Apparently it did. In Maricopa County alone (this includes Phoenix) there has been a 28% increase in the HISPANIC prison population since 2004. About 2,751 Hispanics currently reside behind bars. Ok, so that's one reason. All those scary illegal brown fruit pickers, dishwashers, toilet scrapers, stone masons, roofers, pool cleaners, and landscapers cost money to incarcerate. Ok, so they also committed crimes. But, if they were white...uh...legal, most of these folks probably would have gotten sentenced to a term of much less expensive probation. But, being illegal, they can't be on probation because they cannot work legally, so they are sent to prison and then deported. There, that's one reason.

Another reason for the diversion of funds to prisons?  In 2006, Arizona passed a law denying bail to illegal aliens accused of crimes. Once arrested for being brown, even if they hire an immigration attorney to help them become legal and have family who can post both state and federal bonds, they have to remain in jail for months to years. If they finally are exonerated or plead to a non-prisonable charge, then they are released to ICE and are deported. That's another reason.
Then there is the recent huge expansion of private prisons in Arizona. In fact, Arizona pays out more money to private campaign contributors...uh...I mean, private prisons than to state-run facilities. The recent budget diversion has been disproportionately devoted to private prisons run by folks like Corrections Corporation of America. Yet another reason.

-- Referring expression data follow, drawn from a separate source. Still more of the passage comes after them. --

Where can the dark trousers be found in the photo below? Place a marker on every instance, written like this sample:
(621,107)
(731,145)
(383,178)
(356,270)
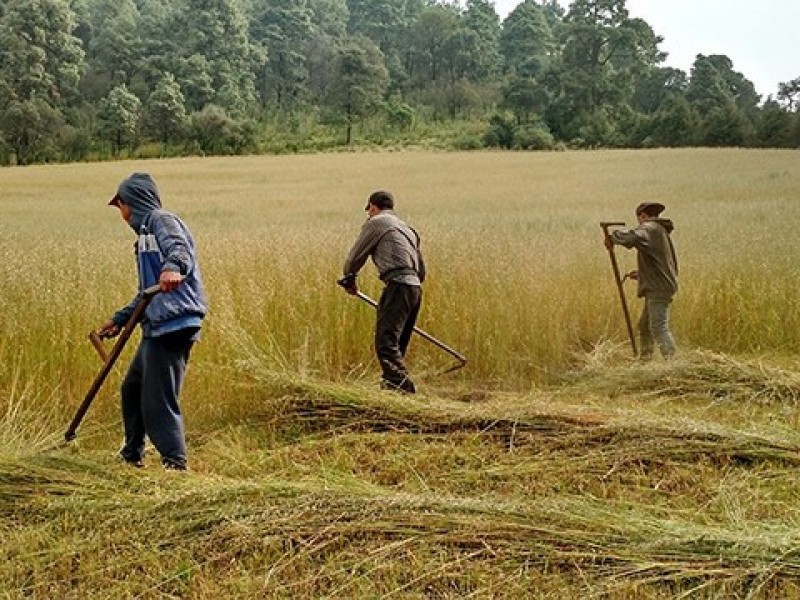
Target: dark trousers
(398,308)
(150,394)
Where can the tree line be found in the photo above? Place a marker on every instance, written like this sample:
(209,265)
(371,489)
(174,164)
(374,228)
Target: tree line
(90,79)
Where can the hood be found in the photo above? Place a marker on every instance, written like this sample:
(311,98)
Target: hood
(140,193)
(666,224)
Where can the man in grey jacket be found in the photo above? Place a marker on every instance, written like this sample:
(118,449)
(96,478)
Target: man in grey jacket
(657,275)
(165,254)
(394,247)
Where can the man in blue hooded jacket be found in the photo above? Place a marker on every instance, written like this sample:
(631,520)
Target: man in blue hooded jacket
(165,253)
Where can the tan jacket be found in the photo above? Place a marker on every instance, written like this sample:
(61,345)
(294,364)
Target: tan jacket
(656,260)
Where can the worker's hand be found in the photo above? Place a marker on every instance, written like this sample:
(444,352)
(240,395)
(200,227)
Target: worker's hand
(109,329)
(169,280)
(348,282)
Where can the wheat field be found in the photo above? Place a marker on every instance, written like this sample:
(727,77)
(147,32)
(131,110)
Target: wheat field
(649,481)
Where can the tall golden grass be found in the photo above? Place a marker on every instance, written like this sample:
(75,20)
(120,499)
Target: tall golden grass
(519,277)
(552,465)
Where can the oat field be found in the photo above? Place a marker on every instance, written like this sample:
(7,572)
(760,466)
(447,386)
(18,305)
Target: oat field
(551,466)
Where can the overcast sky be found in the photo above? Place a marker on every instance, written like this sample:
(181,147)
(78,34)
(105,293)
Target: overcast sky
(759,36)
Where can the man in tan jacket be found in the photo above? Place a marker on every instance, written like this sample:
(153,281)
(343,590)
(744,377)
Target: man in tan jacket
(657,275)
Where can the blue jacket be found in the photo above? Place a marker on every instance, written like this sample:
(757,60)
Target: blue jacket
(164,244)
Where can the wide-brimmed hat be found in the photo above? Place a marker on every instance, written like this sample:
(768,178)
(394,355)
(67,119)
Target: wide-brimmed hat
(651,209)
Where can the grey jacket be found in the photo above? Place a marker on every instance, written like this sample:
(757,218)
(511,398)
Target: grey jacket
(656,260)
(394,247)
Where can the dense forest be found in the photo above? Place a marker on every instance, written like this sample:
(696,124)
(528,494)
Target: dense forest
(93,79)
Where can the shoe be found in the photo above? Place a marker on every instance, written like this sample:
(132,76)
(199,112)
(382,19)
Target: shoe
(404,387)
(133,462)
(171,465)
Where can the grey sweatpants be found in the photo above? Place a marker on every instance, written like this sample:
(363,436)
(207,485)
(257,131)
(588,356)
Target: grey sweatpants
(150,394)
(654,326)
(398,308)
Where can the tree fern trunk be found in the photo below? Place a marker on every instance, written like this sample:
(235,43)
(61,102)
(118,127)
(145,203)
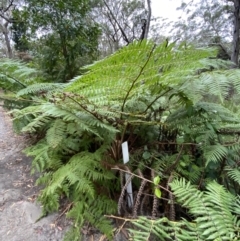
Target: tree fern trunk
(236,26)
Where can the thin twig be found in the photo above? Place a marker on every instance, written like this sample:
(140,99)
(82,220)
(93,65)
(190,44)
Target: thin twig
(134,81)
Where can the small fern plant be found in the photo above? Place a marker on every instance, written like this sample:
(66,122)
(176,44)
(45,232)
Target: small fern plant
(212,215)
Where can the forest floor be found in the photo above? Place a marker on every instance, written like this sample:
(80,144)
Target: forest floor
(18,207)
(19,210)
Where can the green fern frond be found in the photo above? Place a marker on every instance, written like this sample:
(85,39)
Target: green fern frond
(40,88)
(234,174)
(212,209)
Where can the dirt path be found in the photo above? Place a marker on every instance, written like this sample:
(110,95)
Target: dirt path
(18,209)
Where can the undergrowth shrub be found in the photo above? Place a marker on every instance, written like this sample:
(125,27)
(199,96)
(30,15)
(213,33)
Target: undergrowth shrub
(171,103)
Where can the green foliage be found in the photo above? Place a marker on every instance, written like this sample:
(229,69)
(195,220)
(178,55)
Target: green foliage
(68,38)
(214,216)
(155,97)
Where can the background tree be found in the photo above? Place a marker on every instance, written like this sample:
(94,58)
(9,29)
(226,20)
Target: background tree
(121,22)
(6,8)
(211,22)
(63,37)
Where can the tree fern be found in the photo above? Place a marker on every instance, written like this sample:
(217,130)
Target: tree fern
(213,213)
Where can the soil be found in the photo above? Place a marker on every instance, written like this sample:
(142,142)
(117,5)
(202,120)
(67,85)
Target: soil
(19,210)
(18,207)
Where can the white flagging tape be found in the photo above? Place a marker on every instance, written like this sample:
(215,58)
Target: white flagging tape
(127,176)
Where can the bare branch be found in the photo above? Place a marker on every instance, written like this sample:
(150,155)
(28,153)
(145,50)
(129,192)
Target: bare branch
(125,38)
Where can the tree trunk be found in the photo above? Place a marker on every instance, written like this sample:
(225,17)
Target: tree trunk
(148,18)
(236,26)
(4,30)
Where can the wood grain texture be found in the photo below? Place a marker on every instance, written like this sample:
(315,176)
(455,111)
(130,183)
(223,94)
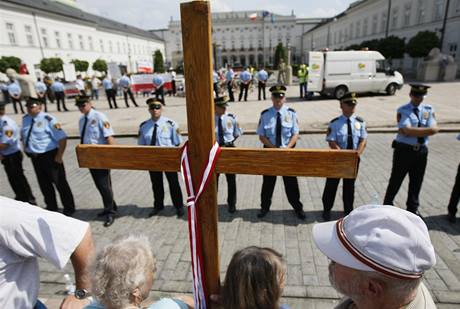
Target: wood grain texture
(197,46)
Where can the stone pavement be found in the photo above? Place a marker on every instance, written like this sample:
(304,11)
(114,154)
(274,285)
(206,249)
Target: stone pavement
(307,283)
(378,110)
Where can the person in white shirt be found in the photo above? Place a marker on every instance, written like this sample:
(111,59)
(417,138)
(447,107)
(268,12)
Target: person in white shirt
(28,232)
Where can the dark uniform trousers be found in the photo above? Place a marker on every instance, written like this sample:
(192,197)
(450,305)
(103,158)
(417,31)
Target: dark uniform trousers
(111,96)
(455,196)
(243,88)
(261,89)
(103,183)
(126,92)
(348,193)
(50,172)
(407,160)
(159,192)
(15,174)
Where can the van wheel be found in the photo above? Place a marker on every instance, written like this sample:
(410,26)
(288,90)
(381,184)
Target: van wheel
(340,92)
(391,89)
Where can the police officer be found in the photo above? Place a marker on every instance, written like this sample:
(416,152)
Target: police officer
(262,77)
(455,196)
(95,129)
(229,80)
(245,80)
(345,132)
(40,89)
(278,128)
(45,143)
(416,121)
(110,92)
(161,131)
(14,91)
(159,82)
(125,84)
(58,89)
(11,157)
(227,131)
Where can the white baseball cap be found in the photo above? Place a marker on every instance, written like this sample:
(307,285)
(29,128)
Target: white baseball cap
(385,239)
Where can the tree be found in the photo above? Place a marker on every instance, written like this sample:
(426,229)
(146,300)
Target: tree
(158,63)
(100,66)
(10,62)
(80,65)
(392,47)
(422,43)
(280,53)
(51,65)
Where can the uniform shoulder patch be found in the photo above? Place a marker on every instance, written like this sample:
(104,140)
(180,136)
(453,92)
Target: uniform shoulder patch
(334,120)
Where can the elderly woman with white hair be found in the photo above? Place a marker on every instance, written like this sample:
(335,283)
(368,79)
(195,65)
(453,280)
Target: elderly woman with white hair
(123,274)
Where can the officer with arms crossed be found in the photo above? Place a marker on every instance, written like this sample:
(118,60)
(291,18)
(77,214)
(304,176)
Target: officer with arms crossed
(95,129)
(345,132)
(45,143)
(416,121)
(11,157)
(161,131)
(278,128)
(227,131)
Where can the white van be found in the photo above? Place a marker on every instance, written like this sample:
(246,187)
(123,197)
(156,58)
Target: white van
(338,72)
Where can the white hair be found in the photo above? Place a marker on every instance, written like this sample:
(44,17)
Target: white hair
(121,267)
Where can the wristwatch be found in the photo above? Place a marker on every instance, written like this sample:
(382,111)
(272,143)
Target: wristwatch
(81,293)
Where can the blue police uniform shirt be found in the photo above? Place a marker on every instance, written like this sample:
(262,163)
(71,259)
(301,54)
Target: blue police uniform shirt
(158,81)
(168,134)
(57,87)
(40,87)
(230,126)
(409,119)
(98,128)
(245,76)
(107,84)
(9,135)
(289,125)
(125,81)
(46,133)
(229,75)
(262,75)
(14,89)
(338,131)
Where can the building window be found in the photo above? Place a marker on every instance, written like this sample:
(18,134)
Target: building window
(58,39)
(407,11)
(44,37)
(438,9)
(80,41)
(29,36)
(70,40)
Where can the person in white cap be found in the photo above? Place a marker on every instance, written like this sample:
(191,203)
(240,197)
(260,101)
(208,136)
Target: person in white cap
(378,257)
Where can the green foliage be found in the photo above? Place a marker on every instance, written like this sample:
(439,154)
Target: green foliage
(80,65)
(280,53)
(158,62)
(10,62)
(422,43)
(100,66)
(51,65)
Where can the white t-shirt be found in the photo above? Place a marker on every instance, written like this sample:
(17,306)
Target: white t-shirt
(28,232)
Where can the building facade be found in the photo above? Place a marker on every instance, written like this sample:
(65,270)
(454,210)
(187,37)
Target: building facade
(373,19)
(37,29)
(244,38)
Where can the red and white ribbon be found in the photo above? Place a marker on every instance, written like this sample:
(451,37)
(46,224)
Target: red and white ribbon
(194,229)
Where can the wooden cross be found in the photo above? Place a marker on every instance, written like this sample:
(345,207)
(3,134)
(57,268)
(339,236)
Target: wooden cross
(196,35)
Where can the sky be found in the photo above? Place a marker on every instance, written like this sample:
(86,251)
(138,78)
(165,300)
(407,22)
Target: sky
(155,14)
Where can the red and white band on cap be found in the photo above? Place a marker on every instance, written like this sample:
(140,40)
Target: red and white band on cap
(368,261)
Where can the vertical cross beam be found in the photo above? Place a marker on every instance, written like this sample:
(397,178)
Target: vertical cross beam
(197,46)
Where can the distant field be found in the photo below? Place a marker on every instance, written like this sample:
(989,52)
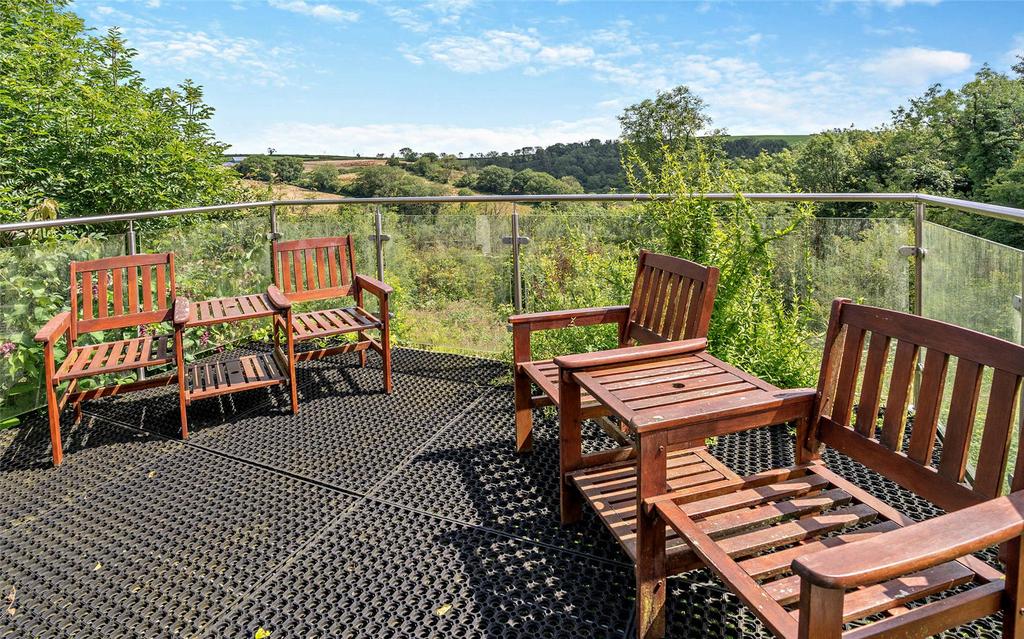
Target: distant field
(288,192)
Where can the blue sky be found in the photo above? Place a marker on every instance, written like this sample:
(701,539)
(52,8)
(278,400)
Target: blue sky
(321,76)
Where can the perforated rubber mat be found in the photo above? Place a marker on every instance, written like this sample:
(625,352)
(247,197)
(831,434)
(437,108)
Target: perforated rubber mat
(365,515)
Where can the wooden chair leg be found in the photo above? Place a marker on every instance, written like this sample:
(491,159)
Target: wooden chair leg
(523,413)
(569,448)
(386,345)
(650,569)
(820,611)
(1013,606)
(182,387)
(53,412)
(290,339)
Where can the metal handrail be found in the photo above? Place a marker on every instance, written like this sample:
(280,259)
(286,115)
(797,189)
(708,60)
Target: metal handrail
(988,210)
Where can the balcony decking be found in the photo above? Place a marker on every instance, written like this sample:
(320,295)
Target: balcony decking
(365,515)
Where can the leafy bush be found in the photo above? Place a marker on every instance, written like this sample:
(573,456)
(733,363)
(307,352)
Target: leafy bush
(754,327)
(78,125)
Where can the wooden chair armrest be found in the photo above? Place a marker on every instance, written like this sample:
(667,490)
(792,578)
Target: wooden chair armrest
(55,328)
(181,310)
(562,318)
(376,287)
(630,353)
(915,547)
(278,298)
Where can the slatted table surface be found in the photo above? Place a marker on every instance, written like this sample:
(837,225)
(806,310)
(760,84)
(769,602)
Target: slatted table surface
(228,376)
(688,389)
(695,389)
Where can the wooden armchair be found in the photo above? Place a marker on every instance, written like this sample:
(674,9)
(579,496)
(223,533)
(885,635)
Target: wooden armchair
(777,539)
(672,301)
(325,268)
(107,294)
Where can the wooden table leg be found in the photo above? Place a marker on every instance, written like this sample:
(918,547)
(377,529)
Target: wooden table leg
(650,568)
(569,445)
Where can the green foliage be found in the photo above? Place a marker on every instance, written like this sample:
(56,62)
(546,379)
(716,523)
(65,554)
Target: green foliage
(1007,186)
(495,179)
(287,168)
(754,327)
(323,177)
(256,167)
(672,121)
(78,125)
(33,289)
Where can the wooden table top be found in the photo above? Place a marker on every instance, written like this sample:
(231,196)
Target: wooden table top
(688,389)
(228,309)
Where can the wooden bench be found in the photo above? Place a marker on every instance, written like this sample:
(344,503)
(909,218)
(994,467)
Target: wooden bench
(109,294)
(808,551)
(321,268)
(672,300)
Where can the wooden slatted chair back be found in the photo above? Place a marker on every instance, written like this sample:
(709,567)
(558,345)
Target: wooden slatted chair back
(672,299)
(879,350)
(314,268)
(120,292)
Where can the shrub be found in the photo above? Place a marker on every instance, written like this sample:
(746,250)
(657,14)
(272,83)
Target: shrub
(753,326)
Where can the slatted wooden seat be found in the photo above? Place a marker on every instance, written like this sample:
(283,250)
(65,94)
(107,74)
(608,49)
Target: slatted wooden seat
(672,300)
(110,294)
(807,550)
(229,308)
(320,324)
(322,268)
(116,356)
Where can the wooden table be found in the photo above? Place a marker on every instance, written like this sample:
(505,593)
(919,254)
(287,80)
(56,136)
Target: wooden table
(246,373)
(670,407)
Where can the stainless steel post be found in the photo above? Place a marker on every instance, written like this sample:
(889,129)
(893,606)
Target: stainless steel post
(919,258)
(516,271)
(379,241)
(132,249)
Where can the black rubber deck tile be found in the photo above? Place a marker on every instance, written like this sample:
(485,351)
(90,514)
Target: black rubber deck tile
(348,433)
(95,452)
(160,551)
(471,472)
(385,571)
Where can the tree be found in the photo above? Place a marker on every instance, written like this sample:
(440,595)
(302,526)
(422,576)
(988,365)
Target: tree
(288,169)
(324,177)
(495,179)
(256,167)
(673,119)
(79,126)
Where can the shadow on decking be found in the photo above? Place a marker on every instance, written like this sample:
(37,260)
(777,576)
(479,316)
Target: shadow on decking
(365,515)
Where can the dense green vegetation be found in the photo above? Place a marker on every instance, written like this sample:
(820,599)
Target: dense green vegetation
(82,135)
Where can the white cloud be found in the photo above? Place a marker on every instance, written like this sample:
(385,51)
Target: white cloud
(895,4)
(407,18)
(217,55)
(296,137)
(320,11)
(1016,49)
(566,55)
(890,31)
(494,50)
(916,65)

Now the budget appears more like a recipe than just a series of unconnected, monumentally stupid decisions by a bunch of ignorant, heartless, yokels. There is method to the apparent madness after all, and it is a recipe that is catching on in other states as well.

You start with two cups of mean spiritedness, and then add one cup xenophobia, one cup jingoism, two cups racism, three cups arrogance, and three cups fear. Blend thoroughly in a bowl paid for by corporate donors, until the ingredients are unrecognizable, then bake in the withering Arizona (you may substitute Mississippi, Alabama, Florida, etc.) sun, until the top crust takes on the tanned, (if it’s brown, you baked it too long!) leathery, wrinkled, texture of Jan Brewer's face. Shovel onto a red white and blue platter and serve lukewarm, to whomever is stupid, afraid, or just naturally paranoid enough to swallow it. 

Sincerely,

J. Brandeis Sperandeo


1 comment:

  1. Hi Brandeis, thanks for the great recipe ideas!

    We try to get the whole family around the dinner table to hate brown people together as often as possible - NOT just at Christmas and Easter and 4th of July. Although I had to look a few of your words up in the dictionary first, like "jingoism" and "sense of humanity", your helpful tips really spiced things up at our last tea party! The sun here in Alabama isn't quite as hot as Arizona, so we doubled our hating time and it turned out just great!

    I wonder, do you have any advice for braising possum tails?